Affectionally called Xberg, Kreuzberg remains the hippy happening and Friedrichshain keeps the younger gay and lesbian crowd happy and has a strong student population. Mitte is the trendy end and has specific gay and lesbian parties on a very regular basis.
To be fair, plenty of other big cities – including those mentioned above – have seen a trend away from gay ghetto-ization, and Berlin has a Gay Village (around Nollendorfplatz, in Schoneberg) that bears a striking resemblance to Sydney’s Oxford Street, West Hollywood’s Santa Monica Boulevard, and countless others.
Schöneberg has largely remained the same over the past decade, while the rest of Berlin has been transforming since reunification in the ’90s. But outside of this still highly charming district of campy bars and cafes festooned with rainbow flags, your ‘gaydar’ is likely to detect critical mass all over the city, in areas that fall both west of the former Berlin Wall, and east of it.
Particularly among the younger generation of queer Berliners, there’s a sense that every intersection blessed with a few sidewalk cafes and diverting boutiques qualifies as miniature anchor of gay society. And yet in the most buzz-worthy of these areas – such as Oranienstrasse in Kreuzberg, Schonhauser Allee in Prenzlauer Berg, and Boxhagener Platz in Friedrichshain – people care not a lick about one’s sexual orientation. Indeed, Berlin’s Christopher Street Day gay pride parade isn’t the only one anymore, with the Kreuzberg CSD taking place annually on the same day.
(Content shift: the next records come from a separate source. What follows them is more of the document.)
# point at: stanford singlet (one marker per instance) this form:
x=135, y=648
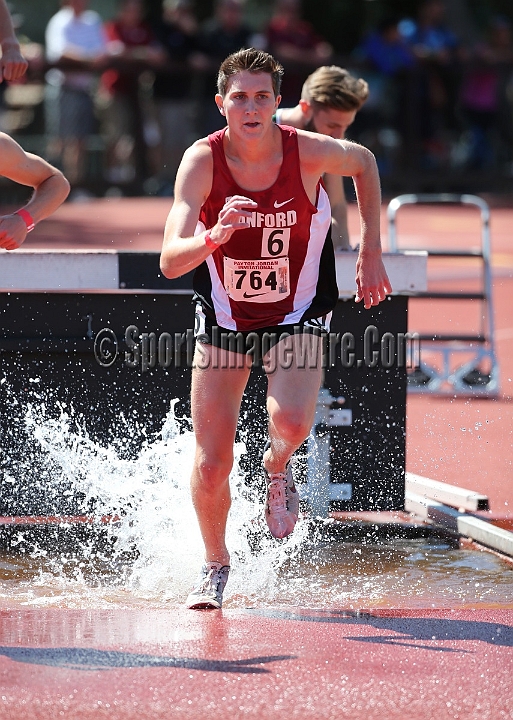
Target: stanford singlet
x=281, y=269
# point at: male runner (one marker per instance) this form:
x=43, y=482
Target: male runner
x=259, y=250
x=330, y=99
x=50, y=190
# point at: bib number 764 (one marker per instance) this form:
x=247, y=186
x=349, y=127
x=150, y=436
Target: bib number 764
x=257, y=280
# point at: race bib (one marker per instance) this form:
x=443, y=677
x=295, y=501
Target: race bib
x=257, y=280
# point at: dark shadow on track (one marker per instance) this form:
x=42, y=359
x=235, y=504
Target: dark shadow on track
x=92, y=659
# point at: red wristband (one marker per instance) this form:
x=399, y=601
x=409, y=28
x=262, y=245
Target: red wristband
x=209, y=242
x=27, y=217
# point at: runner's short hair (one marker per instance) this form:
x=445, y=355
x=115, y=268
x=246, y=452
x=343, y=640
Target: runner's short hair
x=334, y=87
x=252, y=60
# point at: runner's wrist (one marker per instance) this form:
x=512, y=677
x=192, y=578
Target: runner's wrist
x=27, y=219
x=209, y=242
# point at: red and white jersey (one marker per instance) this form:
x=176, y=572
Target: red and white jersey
x=278, y=271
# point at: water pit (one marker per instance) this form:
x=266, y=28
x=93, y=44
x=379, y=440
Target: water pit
x=150, y=554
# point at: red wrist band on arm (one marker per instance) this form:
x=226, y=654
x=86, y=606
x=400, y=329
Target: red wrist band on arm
x=27, y=217
x=209, y=242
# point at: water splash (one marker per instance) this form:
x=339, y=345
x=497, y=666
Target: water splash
x=154, y=520
x=152, y=552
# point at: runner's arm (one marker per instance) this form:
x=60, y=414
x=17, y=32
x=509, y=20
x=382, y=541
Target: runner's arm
x=182, y=250
x=50, y=189
x=341, y=157
x=338, y=203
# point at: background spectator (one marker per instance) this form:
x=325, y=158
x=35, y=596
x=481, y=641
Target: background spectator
x=177, y=32
x=387, y=62
x=132, y=49
x=436, y=48
x=295, y=43
x=483, y=95
x=75, y=40
x=220, y=36
x=12, y=63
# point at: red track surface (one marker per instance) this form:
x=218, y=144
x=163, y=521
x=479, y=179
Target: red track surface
x=154, y=663
x=299, y=664
x=461, y=441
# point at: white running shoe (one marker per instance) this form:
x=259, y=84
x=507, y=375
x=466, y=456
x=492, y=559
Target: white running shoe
x=208, y=592
x=282, y=503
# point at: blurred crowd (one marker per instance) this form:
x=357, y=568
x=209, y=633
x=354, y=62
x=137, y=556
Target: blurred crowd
x=143, y=92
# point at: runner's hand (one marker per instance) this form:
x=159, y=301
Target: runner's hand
x=13, y=232
x=232, y=216
x=372, y=283
x=12, y=64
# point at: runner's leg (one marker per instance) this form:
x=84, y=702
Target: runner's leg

The diversity of bars, restaurants and clubs in Kreuzberg makes it easy to get around and a tourist-friendly area. The über-hip Neukolln neighborhood has become Berlin’s hotspot, often called the up-and-coming Berlin neighborhood. Even one of Berlin’s longest-running gay clubs, SchwuZ, moved from Kreuzberg to Neukölln, marking a shift eastward in the gay Berlin scene. Set in what was once the Kindl Brewery, the new SchwuZ opened a 16,000-square-foot industrial-chic megaclub with three dance floors and a massive stage. Hipster-soaked Neukölln, while still rough around the edges is definitely seeing an uptick in queer nightlife action. With other gay bars opening up in Neukölln, like the small dive bar & open-minded The Club, Neükolln is no longer up-and-coming—it’s the heart of the new gay Berlin.
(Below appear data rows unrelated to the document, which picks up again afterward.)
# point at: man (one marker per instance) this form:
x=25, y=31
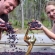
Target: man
x=6, y=6
x=50, y=10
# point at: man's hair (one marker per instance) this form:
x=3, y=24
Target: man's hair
x=18, y=1
x=49, y=3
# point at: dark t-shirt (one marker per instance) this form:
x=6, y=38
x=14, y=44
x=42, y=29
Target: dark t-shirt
x=4, y=17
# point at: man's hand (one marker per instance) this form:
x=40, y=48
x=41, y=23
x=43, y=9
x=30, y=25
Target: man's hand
x=36, y=25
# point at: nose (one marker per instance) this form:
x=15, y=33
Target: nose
x=11, y=8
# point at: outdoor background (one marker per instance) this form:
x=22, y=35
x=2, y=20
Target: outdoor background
x=28, y=10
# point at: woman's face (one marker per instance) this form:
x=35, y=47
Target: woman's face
x=50, y=10
x=8, y=6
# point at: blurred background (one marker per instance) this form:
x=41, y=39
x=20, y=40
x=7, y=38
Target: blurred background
x=28, y=10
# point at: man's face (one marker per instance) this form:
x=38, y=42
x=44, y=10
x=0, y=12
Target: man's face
x=50, y=10
x=8, y=6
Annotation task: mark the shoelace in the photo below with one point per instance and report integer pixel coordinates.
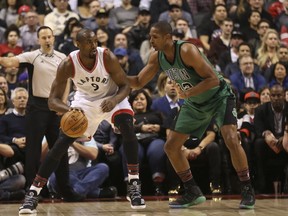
(30, 200)
(134, 191)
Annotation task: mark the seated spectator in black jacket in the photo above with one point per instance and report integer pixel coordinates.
(270, 120)
(12, 148)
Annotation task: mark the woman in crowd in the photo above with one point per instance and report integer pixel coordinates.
(150, 135)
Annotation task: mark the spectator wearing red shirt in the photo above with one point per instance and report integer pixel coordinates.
(12, 36)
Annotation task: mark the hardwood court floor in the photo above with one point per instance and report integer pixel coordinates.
(227, 206)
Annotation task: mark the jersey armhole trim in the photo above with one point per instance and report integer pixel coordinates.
(73, 71)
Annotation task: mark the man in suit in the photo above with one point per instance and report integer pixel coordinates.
(269, 121)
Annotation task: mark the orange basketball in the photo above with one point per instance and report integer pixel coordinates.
(74, 123)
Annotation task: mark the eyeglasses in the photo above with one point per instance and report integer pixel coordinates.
(247, 63)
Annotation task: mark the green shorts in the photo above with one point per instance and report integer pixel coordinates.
(194, 119)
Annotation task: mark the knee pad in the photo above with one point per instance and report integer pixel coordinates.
(124, 122)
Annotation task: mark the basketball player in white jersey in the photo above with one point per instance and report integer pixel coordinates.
(42, 65)
(102, 90)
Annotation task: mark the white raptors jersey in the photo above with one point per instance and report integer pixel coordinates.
(95, 83)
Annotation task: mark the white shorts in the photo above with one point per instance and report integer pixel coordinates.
(95, 115)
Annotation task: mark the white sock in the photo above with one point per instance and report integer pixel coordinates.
(37, 189)
(132, 177)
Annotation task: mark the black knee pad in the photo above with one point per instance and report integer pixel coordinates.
(123, 119)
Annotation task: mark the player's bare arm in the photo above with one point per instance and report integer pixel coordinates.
(146, 74)
(9, 62)
(64, 72)
(119, 77)
(192, 58)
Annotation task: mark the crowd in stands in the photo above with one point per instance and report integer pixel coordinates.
(245, 40)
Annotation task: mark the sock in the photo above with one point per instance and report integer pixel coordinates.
(38, 184)
(185, 175)
(244, 176)
(133, 171)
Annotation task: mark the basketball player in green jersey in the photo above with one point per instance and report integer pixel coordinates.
(206, 95)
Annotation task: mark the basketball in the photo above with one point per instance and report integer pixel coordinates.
(74, 123)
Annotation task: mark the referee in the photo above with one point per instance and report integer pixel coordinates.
(42, 66)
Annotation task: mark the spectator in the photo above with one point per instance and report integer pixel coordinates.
(169, 98)
(28, 32)
(159, 6)
(11, 74)
(140, 31)
(174, 13)
(222, 43)
(60, 39)
(94, 7)
(183, 25)
(279, 75)
(13, 141)
(84, 178)
(262, 27)
(108, 143)
(269, 123)
(211, 29)
(135, 61)
(57, 19)
(247, 79)
(70, 43)
(103, 38)
(41, 121)
(4, 86)
(123, 58)
(12, 36)
(199, 151)
(9, 12)
(264, 95)
(243, 16)
(282, 19)
(150, 135)
(123, 16)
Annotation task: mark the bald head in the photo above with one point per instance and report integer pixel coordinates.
(163, 27)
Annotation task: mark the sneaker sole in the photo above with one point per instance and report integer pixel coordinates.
(135, 207)
(246, 206)
(27, 211)
(197, 201)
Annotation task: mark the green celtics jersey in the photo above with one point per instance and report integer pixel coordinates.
(187, 77)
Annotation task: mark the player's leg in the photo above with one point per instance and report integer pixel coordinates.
(238, 156)
(47, 167)
(124, 122)
(173, 149)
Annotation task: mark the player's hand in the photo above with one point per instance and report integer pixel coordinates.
(78, 109)
(108, 105)
(181, 94)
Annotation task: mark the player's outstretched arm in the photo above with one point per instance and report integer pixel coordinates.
(192, 57)
(64, 72)
(118, 75)
(146, 74)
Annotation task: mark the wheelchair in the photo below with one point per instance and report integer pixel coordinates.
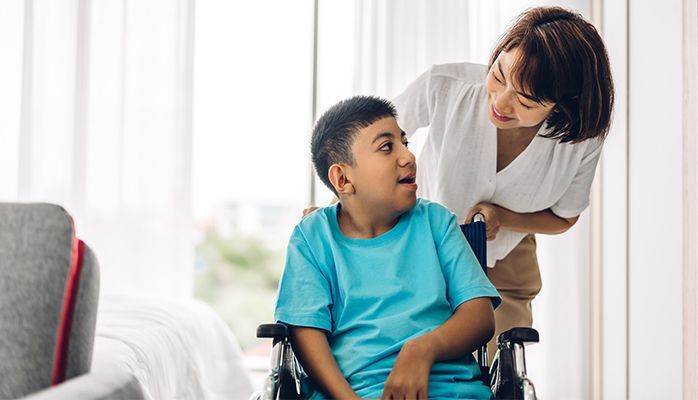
(506, 377)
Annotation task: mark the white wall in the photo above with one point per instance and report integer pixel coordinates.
(642, 214)
(655, 208)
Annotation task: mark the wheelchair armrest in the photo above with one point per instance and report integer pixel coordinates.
(518, 335)
(276, 331)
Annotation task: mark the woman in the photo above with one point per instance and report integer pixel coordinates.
(517, 141)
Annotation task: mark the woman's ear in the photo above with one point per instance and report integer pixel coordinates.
(339, 179)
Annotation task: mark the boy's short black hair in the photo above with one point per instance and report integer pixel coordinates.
(335, 131)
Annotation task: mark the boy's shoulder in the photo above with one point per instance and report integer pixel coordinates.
(434, 215)
(431, 209)
(316, 225)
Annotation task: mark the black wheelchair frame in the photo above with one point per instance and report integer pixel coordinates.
(507, 376)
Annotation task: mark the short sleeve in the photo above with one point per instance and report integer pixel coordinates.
(304, 291)
(576, 197)
(414, 105)
(464, 277)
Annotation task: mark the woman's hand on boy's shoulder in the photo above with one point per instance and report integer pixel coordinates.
(309, 210)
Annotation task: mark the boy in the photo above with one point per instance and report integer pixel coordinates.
(383, 295)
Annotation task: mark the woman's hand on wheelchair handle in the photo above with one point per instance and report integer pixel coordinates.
(491, 214)
(409, 378)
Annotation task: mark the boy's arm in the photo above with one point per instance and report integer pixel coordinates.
(313, 351)
(471, 325)
(468, 328)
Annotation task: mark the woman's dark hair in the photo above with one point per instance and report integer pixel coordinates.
(564, 61)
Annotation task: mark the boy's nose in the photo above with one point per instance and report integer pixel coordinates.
(407, 158)
(503, 103)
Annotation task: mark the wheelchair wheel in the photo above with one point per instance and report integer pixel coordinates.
(289, 381)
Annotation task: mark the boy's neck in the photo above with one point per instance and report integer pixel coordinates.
(359, 223)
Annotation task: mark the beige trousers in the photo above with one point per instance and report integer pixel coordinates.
(517, 278)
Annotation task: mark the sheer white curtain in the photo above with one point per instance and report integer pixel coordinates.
(395, 41)
(95, 115)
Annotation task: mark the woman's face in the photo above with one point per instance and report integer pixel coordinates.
(509, 106)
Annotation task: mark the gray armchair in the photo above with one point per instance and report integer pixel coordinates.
(49, 289)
And while long-running clubs such as cult-favourite Chantals House of Shame and Berghain still draw in the crowds, new bars and club nights often just pop up. Monthly techno queer parties like Pornceptual at Prince Charles and Homopatik have moved the crowds into alternative venues and neighbourhoods. The northern end of the Schöneberg district still reigns supreme as the full-on gayneighborhood of choice, with longtime queer favorites like Prinzknecht and Café Berio still going strong.